“Cos’è che stai facendo? Un maglioncino per loro?”
Deirdre sospende il lavoro e ti guarda. Sicuramente ti sei introdotto nei suoi discorsi con un argomento a sproposito.
“No, è per me” spiega poi docilmente stirandosi il lavoro sulle gambe, disposta a perdonare la tua distrazione.
Come ha potuto Deirdre commettere un errore così clamoroso? Quel colore non c’entra niente con lei. Quello è uno dei nostri colori, vorresti dirle, mio e delle bambine, non ha niente a che fare con te. Ma ti limiti a tacere, tornando a guardare lo spettacolo offerto da Julia e Chloe che non smettono di cantare e ballare sulla raccolta di singoli dei Depeche Mode.
“Ma ti sembra musica per loro?” osserva a un tratto Deirdre arrestando di nuovo il lavoro.
“L’hanno scelta loro” ti giustifichi come cadendo dalle nuvole “Non vedi come se la stanno spassando?”

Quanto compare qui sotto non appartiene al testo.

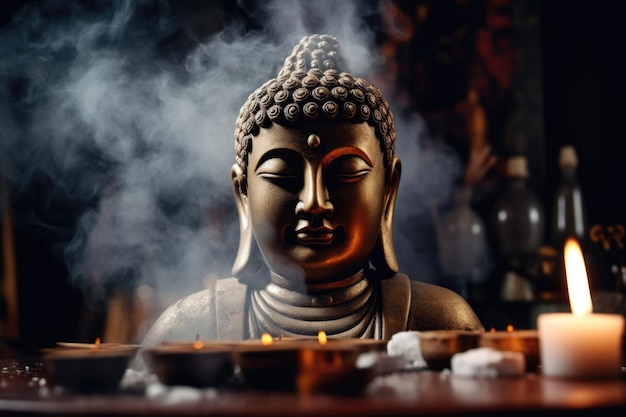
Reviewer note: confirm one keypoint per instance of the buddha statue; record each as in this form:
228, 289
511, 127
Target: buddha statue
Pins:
315, 183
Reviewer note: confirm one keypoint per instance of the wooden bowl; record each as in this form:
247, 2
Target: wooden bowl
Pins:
87, 370
178, 364
524, 341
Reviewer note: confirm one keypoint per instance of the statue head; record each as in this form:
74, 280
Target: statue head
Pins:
316, 176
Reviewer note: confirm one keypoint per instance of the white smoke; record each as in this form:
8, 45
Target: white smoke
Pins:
120, 110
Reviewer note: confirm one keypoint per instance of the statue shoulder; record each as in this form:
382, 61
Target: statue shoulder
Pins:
190, 317
435, 308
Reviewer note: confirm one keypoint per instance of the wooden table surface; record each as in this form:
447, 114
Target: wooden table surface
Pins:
420, 393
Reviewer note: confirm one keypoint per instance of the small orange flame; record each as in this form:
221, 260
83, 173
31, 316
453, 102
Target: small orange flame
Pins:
96, 344
266, 339
321, 337
577, 281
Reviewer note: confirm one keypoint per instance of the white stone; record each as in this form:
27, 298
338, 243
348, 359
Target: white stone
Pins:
407, 345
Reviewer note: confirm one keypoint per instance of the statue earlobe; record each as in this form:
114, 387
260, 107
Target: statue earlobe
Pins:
384, 256
239, 184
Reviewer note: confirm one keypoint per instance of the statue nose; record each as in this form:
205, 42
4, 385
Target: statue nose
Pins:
314, 198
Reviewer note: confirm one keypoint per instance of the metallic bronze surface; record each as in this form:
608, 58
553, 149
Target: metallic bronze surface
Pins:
315, 182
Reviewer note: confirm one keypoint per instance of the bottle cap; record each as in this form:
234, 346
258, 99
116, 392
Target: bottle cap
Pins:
516, 167
568, 157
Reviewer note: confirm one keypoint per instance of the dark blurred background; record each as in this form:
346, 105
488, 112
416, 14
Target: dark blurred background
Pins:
545, 73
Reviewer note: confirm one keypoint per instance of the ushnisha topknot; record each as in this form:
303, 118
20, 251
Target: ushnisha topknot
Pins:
313, 85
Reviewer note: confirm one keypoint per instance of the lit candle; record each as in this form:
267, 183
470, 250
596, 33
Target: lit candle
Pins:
581, 344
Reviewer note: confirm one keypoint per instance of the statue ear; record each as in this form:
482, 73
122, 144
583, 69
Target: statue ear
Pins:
384, 256
240, 191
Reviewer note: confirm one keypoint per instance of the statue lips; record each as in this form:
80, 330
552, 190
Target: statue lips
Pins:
308, 235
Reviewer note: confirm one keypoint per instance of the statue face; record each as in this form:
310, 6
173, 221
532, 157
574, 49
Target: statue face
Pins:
315, 199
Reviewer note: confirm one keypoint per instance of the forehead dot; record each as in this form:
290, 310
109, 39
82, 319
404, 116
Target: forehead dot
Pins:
314, 141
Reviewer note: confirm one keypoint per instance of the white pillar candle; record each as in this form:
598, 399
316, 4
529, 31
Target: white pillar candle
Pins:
581, 344
580, 347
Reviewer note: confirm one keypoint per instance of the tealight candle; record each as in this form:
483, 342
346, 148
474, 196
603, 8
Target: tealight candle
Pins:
581, 344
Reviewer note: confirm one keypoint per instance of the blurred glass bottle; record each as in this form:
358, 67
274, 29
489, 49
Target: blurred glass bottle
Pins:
568, 216
518, 223
462, 244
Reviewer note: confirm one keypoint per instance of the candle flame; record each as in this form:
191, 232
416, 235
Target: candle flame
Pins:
96, 344
321, 337
266, 339
577, 282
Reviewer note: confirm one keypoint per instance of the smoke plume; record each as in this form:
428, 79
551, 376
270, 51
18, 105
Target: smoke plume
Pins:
128, 107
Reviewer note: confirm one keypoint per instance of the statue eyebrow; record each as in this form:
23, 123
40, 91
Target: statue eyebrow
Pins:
345, 150
288, 155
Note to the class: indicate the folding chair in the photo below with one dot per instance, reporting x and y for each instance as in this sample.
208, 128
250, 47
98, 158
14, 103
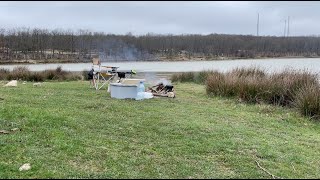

Prima o poi ascolteranno anche i miei dischi, è la frase che non pronunci ma che raggiunge comunque tua moglie; Deirdre ti guarda ancora per un attimo, poi allontana da sé ciò che stava per dire e torna a contare i punti sul grosso ago di legno.
Le bambine si muovono con estrema scioltezza; sicure del proprio corpo, del proprio senso del ritmo, provano i movimenti, ne discutono, li ripetono. E tuttavia Chloe subisce la ginnastica a scuola come una condanna, non condivide le lezioni di danza con Julia e si degna di venire a pattinare con te solo per farti un favore. Chloe si è allungata più di Julia in queste ultime settimane, concordate tu e Didi, e i capelli corti la rendono meno bambina. Intuisci in Chloe una sorta di disagio nei confronti dell’infanzia; difficile prevedere l’evoluzione di un’inquietudine così acerba eppure già così evidente.
Lo sguardo di Deirdre ritorna pensoso sulla lana violetta e i suoi lineamenti stanno per disegnare uno di quei malinconici visi irlandesi, asciutti e un po’ aguzzi, che ti devastano di tenerezza. Ma poi, come sempre, il suo sguardo luminoso dissolve ogni malinconia e tu sai di poter contare ancora su di lei e così le tue dita si mettono a ravviarle i capelli dritti e corvini e poi le fai scivolare la testa in grembo usurpando il posto del lavoro a maglia e in un attimo Chloe e Julia ti sono addosso e tu ti metti a recitare tutta la tua stanchezza e la tua voglia di dormire col tono esagerato di un attore tragico e le bambine sghignazzano di felicità e alla fine solo Deirdre riesce a mettere un po’ d’ordine e a convincere le piccole in pigiama ad andare a dormire.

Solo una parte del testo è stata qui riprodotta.